Southwestern Baptist Theological Seminary
2019
352
Ph.D.
Southwestern Baptist Theological Seminary
2019
This dissertation argues Cyprus underwent a process of disaggregation of socio-political complexity during the transition from the Bronze Age to the Iron Age (ca. 1100 BCE). In the centuries after a gradual regeneration of complexity began. The first chapter introduces the overall layout of the dissertation and its organization. Chapter 2 provides an overview of the previous research regarding the Bronze Age to Iron Age transition across the Eastern Mediterranean. It concludes with a review of the various models of the nature of that transition, and the Early Iron Age on Cyprus. Chapter 3 introduces a new theoretical model of socio-political collapse. It draws from concepts native to both Complexity Theory and Network Theory. Chapter 4 demonstrates how such a model applies broadly within the study of collapse and to particular case studies. It is then applied in broad strokes to the archaeology of Cyprus.
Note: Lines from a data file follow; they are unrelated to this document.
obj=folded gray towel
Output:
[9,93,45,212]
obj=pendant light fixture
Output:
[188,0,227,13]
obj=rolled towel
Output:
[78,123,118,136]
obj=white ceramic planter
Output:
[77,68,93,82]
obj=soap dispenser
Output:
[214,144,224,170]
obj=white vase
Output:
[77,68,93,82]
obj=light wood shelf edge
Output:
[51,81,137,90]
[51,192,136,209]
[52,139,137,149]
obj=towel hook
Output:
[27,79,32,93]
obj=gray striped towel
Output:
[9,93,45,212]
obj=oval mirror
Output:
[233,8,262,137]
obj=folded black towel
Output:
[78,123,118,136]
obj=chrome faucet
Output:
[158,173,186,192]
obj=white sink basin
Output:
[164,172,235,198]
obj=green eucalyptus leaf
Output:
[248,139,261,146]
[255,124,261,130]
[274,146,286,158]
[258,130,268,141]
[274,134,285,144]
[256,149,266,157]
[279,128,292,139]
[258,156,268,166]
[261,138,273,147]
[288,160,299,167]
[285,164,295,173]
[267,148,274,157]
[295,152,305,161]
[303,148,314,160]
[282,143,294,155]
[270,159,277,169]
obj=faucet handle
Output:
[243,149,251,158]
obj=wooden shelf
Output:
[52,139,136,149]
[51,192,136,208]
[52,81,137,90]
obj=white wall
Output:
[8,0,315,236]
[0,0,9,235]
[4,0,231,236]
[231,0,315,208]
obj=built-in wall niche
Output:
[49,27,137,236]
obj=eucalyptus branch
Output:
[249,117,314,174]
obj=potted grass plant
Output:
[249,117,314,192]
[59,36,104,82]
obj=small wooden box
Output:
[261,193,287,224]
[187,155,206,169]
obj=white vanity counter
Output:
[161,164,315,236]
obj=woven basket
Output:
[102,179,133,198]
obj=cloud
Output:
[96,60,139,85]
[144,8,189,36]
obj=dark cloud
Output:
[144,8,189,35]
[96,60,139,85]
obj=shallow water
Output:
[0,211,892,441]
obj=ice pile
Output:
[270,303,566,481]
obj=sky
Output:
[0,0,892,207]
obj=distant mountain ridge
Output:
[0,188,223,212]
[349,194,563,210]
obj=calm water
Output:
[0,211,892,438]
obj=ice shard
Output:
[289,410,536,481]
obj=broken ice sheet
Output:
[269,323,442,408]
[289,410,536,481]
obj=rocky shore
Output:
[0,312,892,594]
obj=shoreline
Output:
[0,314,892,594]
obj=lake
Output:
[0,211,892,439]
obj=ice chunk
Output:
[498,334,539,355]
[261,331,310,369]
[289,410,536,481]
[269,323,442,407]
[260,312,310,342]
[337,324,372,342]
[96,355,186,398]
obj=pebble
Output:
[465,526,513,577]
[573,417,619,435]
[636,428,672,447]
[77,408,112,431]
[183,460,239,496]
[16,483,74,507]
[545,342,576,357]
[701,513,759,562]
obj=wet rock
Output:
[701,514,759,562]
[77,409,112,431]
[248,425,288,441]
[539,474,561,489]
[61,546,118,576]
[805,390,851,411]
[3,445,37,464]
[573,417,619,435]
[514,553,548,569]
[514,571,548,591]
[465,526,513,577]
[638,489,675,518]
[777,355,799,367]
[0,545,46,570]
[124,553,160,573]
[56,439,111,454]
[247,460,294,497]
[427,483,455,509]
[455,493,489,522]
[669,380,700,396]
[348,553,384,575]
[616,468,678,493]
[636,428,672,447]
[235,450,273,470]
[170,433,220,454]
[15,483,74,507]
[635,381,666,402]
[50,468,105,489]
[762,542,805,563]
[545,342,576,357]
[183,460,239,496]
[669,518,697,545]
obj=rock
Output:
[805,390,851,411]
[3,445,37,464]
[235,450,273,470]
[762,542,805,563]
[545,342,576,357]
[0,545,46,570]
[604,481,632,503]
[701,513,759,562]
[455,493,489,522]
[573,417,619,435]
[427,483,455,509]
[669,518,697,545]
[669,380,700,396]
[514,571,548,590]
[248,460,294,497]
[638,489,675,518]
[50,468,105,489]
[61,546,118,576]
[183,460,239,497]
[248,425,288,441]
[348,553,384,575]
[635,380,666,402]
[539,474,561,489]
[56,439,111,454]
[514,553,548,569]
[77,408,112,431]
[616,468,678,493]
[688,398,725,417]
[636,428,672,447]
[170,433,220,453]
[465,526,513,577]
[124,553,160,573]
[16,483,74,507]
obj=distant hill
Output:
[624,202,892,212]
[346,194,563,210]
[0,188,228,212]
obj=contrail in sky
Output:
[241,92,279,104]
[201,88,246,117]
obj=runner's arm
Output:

Chapters 5, 6, and 7 review the extant archaeological data from a limited geographical area and during a set period of time; from the Late Cypriot II to the CyproArchaic I. The final chapter concludes this dissertation with summarizing statements and affirms the validity of the model of disaggregation of complexity for Cyprus. An appendix provides a predictive model of where Early Iron Age activity is likely to be located given a model of disaggregation of complexity.